Babylon by Bus (1978)

Marley’s second live album followed the one-two commercial punch of Exodus and Kaya and is his best latter-day Wailers live collection. The most popular tracks from those two studio efforts are included, along with energetic versions of earlier Wailers classics “Stir It Up,” “Kinky Reggae” and “Concrete Jungle.” The album’s real treasure is “Punky Reggae Party,” the B-side of the “Jamming” single in which Marley acknowledges the British punk scene in a song written after first hearing The Clash cover Junior Murvin’s “Police and Thieves.” The lyrics mention The Clash, The Jam, The Damned and Dr. Feelgood along with The Wailers and The Maytals.

 

Natty Dread (1974)

Marley’s first studio effort without longtime bandmates Tosh and Livingstone is a transitional effort; The I-Three’s are still finding their way into the mix, and Natty Dread sounds more like the albums that precede it than the ones that follow. The album contains two of Marley’s most beloved songs, “Lively Up Yourself” and “No Woman, No Cry,” but both tracks receive more spirited renderings on Live!, and those are the renditions most are familiar with. The album still has bite thanks to the threat of “Them Belly Full (But We Hungry),” the anger of “Rebel Music (3 O’Clock Roadblock)” and the slinky reworking of sixties Wailers classic “Bend Down Low.”

 

Kaya (1978)

The success of Exodus was hard to follow; Marley opted to kick back with a less aggressive sound. Kaya is still enjoyable and goes well with a sunny day, but there’s nothing threatening or angry about it. It’s the first album where his reggae rhythms have been buffed to an polished sheen in order to appease anyone who found Exodus too political. It’s as if Marley tried to make an entire album that sounded like “Three Little Birds.” “Is This Love?” is certainly one of his most beautiful love songs, and “Easy Skanking,” “Kaya” and “Satisfy My Soul” go down easy, but the complete lack of sharp edges is disappointing. Kaya contains a fraction of the spirit Marley had when he was partnering with Tosh and Livingstone. 

 

Talkin’ Blues (1991)

In October of 1973 the Wailers were booked as openers on a Sly and the Family Stone tour. The group was fired after four dates, reportedly for blowing the headliner off the stage.
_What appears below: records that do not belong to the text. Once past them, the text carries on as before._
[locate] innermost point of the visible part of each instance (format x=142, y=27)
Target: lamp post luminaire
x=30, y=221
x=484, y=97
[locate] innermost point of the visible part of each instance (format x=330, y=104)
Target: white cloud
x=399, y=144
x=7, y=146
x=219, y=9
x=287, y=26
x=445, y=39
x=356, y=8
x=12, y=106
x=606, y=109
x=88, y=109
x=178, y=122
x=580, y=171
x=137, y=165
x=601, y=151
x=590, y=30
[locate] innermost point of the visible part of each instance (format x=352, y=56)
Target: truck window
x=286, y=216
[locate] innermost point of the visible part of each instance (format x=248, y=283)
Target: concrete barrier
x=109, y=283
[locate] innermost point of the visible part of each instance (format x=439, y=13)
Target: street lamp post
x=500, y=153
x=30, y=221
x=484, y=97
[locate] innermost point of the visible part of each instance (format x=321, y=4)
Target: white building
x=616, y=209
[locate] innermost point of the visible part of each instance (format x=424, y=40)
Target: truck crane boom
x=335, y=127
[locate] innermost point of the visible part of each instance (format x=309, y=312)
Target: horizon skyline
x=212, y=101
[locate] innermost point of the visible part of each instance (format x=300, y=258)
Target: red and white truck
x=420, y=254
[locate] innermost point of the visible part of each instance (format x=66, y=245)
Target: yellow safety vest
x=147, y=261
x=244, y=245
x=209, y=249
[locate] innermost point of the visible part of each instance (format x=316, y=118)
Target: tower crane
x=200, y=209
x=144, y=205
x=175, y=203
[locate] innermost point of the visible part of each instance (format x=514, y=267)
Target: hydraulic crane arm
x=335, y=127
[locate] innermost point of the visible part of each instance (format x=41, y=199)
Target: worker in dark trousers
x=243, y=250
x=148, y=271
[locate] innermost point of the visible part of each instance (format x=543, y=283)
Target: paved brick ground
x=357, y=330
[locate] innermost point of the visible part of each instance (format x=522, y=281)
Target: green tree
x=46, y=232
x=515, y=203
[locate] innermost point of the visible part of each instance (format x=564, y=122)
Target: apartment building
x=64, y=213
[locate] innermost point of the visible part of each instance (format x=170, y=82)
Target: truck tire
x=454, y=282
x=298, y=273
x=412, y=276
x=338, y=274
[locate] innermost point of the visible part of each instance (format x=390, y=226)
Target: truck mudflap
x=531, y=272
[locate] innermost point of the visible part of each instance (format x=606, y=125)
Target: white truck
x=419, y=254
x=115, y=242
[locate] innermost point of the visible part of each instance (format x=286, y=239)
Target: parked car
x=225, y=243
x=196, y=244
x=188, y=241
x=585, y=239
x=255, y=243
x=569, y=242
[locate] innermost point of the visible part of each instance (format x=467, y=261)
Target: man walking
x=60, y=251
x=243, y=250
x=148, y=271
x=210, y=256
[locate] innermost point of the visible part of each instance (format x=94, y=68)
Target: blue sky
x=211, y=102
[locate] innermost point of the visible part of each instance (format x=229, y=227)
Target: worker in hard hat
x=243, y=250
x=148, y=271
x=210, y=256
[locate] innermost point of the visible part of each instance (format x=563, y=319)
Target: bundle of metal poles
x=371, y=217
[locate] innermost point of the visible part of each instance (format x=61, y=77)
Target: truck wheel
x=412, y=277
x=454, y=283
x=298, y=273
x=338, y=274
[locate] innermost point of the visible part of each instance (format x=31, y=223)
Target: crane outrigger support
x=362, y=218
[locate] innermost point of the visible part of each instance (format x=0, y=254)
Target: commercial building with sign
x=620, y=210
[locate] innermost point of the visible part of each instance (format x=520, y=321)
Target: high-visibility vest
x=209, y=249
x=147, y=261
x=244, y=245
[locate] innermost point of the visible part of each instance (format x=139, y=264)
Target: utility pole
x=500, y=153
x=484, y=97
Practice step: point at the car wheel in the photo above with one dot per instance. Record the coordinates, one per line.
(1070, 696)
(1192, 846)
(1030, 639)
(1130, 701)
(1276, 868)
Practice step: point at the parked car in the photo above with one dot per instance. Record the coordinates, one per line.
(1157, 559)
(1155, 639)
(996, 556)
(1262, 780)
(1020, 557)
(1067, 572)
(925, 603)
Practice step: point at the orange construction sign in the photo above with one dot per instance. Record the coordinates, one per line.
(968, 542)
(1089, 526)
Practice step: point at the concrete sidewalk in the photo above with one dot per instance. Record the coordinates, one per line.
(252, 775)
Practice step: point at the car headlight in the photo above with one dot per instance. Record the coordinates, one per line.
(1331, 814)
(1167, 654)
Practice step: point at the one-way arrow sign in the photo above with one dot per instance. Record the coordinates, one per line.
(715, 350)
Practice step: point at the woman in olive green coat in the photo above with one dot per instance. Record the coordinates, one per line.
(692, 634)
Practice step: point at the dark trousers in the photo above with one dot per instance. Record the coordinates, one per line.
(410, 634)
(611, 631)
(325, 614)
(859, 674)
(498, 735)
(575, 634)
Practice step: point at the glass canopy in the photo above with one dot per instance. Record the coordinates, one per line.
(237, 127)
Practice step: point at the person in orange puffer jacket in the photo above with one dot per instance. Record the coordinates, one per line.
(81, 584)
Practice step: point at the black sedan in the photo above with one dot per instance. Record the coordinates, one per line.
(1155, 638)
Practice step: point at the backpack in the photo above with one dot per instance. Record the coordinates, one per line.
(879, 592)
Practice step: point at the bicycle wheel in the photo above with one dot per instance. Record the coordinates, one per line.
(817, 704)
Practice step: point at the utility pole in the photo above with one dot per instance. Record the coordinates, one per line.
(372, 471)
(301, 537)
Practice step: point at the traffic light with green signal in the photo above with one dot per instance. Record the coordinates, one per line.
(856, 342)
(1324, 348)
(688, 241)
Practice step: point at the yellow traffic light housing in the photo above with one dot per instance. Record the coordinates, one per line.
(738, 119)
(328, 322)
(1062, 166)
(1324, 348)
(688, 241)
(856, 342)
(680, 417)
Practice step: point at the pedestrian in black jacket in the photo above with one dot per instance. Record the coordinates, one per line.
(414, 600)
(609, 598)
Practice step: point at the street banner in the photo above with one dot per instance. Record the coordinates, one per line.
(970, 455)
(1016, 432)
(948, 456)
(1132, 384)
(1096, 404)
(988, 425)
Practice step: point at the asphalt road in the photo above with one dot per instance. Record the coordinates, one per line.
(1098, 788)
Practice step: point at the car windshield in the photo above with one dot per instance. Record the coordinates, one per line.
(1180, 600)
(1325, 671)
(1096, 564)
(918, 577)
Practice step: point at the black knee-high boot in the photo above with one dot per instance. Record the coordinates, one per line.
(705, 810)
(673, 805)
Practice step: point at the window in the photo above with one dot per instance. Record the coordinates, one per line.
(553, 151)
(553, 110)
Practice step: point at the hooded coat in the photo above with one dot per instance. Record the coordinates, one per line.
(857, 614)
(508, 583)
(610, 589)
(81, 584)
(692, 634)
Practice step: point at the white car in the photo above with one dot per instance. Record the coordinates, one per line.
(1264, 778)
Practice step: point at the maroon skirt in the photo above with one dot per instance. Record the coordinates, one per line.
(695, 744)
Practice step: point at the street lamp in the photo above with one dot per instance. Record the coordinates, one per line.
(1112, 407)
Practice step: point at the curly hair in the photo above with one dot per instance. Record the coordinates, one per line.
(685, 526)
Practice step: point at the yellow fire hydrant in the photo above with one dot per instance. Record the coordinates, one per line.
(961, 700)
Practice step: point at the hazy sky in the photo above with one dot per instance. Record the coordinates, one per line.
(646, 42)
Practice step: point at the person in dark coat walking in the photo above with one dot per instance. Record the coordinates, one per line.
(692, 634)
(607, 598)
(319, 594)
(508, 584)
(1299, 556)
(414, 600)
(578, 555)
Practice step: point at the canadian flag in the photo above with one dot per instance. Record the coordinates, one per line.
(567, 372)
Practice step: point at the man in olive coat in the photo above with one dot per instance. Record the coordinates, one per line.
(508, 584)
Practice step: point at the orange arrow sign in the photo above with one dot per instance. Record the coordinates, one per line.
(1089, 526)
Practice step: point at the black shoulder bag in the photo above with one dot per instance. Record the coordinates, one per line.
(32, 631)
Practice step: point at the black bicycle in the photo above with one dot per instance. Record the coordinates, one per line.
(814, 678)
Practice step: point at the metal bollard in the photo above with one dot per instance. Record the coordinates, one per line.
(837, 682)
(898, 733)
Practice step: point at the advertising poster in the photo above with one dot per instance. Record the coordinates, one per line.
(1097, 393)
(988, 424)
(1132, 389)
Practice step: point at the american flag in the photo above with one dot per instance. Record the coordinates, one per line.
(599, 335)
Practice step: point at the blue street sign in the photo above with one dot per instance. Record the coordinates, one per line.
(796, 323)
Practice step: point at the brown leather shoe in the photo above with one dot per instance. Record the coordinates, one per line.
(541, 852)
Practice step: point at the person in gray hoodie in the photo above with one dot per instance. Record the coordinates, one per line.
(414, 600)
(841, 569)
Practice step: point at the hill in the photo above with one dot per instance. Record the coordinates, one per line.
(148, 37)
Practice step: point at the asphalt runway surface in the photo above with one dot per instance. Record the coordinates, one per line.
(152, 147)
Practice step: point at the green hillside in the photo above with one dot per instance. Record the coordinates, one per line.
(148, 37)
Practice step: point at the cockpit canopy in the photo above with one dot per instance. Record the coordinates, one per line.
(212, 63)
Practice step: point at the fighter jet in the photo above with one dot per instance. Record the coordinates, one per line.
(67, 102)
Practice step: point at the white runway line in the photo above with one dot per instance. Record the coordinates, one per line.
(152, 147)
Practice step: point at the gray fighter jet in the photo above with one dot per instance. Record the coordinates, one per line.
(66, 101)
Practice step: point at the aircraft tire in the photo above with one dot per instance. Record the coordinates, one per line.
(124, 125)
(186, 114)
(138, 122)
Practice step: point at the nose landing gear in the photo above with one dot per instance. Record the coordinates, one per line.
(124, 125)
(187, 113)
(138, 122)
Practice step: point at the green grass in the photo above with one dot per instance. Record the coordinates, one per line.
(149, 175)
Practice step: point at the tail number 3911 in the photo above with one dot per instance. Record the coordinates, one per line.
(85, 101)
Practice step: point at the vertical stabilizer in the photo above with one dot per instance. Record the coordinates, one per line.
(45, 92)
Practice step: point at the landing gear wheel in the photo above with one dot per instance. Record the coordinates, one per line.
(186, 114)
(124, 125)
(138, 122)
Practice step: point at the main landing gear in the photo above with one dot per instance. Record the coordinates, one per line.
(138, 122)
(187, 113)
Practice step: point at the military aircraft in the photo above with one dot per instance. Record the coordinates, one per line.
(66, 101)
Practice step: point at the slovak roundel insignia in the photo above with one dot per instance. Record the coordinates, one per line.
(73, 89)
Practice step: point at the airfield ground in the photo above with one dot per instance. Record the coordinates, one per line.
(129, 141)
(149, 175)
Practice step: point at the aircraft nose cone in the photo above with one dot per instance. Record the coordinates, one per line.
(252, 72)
Whatever the reason, the band found themselves stranded on the West Coast with time to kill. As a result they played a previously-unscheduled session at the famed Record Plant in Sausalito. Talkin’ Blues includes tracks from that day alongside a couple of alternate cuts and excerpts from a Marley interview. It’s a great, rare opportunity to hear the group at the peak of their power when Marley still shared the spotlight with Tosh and Livingstone; the only reason it’s below The Capitol Session ‘73 (recorded the same week) is its lack of accompanying video footage.

 

WANT A DEEPER DIVE?

The island rhythms of the early and mid-sixties were deeply influenced by The Impressions, a late fifties American R&B act led by Jerry Butler and Curtis Mayfield, later of solo and Superfly fame. The unique vocal harmonies of the band made a huge impression on Jamaica musicians and inform the earliest ska, rock steady and reggae. Bob Marley’s first recordings start from that evolutionary point and gradually move toward the reggae beat. In addition to the aforementioned first disc on the Songs of Freedom box, there are three earlier records that find Marley developing his sound. 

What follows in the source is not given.